Is money a factor that can influence ‘good taste’ in architecture/interior design?

The ArcelorMittal Orbit (see figure 1) was created in the legacy of London’s hosting of the 2012 Olympic Games and cost an incredible 22.7 million pounds to build. It was designed by the well established architects Anish Kapoor and Cecil Balmond (Anon 1, 2012).

ArcelorMittal Orbit

Figure 1 (Anon 5, no date)

See video 1 for an idea of the Orbit’s exterior and interior design:  

Video 1 (Anon 6, 2014)

The Orbit is a complex design and is meant to represent the incredibly physical and emotional effort Olympians undertake in the games. It represents the Games in a creative sense. (Anon 2, no date)
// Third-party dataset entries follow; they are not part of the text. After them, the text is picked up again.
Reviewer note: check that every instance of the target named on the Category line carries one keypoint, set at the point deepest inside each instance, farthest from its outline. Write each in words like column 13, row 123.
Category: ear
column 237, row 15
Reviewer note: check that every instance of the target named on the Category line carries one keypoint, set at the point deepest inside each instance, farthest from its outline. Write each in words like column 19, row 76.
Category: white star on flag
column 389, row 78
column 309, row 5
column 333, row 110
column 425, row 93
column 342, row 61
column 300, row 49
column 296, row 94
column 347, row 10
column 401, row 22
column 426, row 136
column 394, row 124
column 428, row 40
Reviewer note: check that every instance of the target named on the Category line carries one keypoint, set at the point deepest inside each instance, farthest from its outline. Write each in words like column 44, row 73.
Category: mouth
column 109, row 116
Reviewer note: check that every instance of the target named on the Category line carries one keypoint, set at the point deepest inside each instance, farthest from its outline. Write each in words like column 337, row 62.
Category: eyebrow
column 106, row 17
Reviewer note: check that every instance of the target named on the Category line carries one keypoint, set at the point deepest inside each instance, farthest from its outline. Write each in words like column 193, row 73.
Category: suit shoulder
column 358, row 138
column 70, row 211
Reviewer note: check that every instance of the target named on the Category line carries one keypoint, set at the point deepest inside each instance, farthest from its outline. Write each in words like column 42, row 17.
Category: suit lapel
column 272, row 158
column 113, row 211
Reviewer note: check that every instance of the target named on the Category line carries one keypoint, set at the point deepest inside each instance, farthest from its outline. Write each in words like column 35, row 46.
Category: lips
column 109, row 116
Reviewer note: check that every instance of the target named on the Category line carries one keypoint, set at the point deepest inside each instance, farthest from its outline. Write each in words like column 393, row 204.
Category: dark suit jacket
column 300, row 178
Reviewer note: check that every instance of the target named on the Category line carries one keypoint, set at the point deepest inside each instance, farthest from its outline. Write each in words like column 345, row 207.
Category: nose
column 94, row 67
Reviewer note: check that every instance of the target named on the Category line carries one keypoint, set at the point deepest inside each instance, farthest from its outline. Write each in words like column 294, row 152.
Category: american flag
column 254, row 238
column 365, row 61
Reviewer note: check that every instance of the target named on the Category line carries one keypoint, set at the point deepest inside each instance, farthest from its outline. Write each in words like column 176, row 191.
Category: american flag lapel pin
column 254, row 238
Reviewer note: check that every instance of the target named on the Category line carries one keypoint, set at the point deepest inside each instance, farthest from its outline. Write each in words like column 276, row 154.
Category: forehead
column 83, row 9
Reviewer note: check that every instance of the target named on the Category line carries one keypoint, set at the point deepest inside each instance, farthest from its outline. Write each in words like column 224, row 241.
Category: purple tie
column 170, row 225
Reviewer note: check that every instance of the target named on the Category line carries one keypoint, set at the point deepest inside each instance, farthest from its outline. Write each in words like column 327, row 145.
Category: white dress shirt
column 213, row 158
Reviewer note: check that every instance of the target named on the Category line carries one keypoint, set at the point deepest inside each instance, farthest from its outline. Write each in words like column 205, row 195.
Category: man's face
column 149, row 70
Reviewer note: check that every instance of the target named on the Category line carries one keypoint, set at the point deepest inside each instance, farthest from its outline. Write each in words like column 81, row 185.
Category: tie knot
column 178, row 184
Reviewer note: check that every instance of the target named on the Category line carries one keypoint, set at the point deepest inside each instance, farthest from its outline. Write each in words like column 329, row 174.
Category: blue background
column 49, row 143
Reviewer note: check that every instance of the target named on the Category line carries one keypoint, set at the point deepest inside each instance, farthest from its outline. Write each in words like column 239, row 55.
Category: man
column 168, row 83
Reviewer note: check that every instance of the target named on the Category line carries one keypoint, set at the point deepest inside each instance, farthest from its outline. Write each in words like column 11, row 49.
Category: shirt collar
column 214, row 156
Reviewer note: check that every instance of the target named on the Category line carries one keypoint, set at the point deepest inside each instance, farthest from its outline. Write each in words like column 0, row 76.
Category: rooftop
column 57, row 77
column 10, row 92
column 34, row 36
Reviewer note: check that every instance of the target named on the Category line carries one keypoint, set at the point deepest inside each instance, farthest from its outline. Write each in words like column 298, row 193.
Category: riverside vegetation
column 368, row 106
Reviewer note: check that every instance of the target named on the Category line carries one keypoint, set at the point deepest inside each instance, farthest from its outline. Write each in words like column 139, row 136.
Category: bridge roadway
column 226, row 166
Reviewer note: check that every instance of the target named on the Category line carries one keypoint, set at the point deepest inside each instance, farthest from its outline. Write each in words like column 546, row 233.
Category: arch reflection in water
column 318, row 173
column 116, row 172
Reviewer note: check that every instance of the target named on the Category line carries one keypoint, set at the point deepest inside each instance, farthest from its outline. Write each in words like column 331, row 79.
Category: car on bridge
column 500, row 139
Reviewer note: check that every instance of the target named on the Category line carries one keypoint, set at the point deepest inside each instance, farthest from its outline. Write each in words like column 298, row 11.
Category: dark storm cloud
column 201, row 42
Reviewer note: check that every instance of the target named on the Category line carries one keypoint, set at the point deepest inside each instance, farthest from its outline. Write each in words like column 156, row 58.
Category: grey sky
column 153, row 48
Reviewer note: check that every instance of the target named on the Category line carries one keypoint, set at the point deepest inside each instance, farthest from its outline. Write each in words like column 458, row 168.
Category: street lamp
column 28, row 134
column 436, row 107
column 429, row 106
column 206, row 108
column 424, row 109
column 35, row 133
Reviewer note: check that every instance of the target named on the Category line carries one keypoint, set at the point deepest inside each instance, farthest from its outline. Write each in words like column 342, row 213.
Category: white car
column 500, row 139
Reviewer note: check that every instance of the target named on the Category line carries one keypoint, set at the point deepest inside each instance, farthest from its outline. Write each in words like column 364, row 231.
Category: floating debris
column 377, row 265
The Orbit is a design which has received a significant amount of controversial feedback considering it’s hefty price tag. This suggests that the 22.7 million spent on the design cannot buy your taste approval. For example, It has been negatively described by Boland- Rudder (2012) as the “Godzilla of public art”, “a supersized mutant trombone” and a “rollercoaster caught up in a spaghetti junction” which emphasizes the fact that this design isn’t good taste and is unattractive. Boland- Rudder (2012) isn’t persuaded by the millions of pounds spent on the design within the article.

The designers of the Orbit Kapoor and Balmond apparently have grown tired of the question, what is it? and many people saying: whats the point of it? (Anon 3, 2011) Which moves me on to my next point – is good taste making the point of the design clear and not ambiguous to the reader? Duvall (2012) suggests that your design should provide a simple way for your audience to make sense of the content. This suggests that a simple design can cause less confusion and give the audience a clear understanding of the design. This leaves less room for negative misconception of a design. As shown in Kapoor and Balmond’s complex design (see figure 1) simplicity wasn’t their goal.

Alternatively the Orbit is seen as an impressive design to some tastes: “it is the perfect attraction to get an exclusive insight into the iconic sporting structure and its nail-biting history” (Anon 4, no date). This suggests that the design is good taste. The Orbits look and feel is striking, creative and bold and very Kapoor and Balmond’s style. The complex design of the Orbit makes you think and Kapoor is described as an artistic genius. It is a design which lets the viewers imagination decide what the design is and its meaning (Leadbeater, 2014).

There may always be the question: does the cost of the design change your opinion positively or negatively?

This creative flare has created a divided opinion and contributed to a positive and negative amount of press. It is described as the worlds tallest sculpture (376ft), but does price and height make a difference to people liking this specific design taste? (Anon 4, no date)

It appears that design will always appeal to some tastes but not so much to others. This type of taste is a personal preference and there appears to be no right or wrong answer (Moore, p18 2012).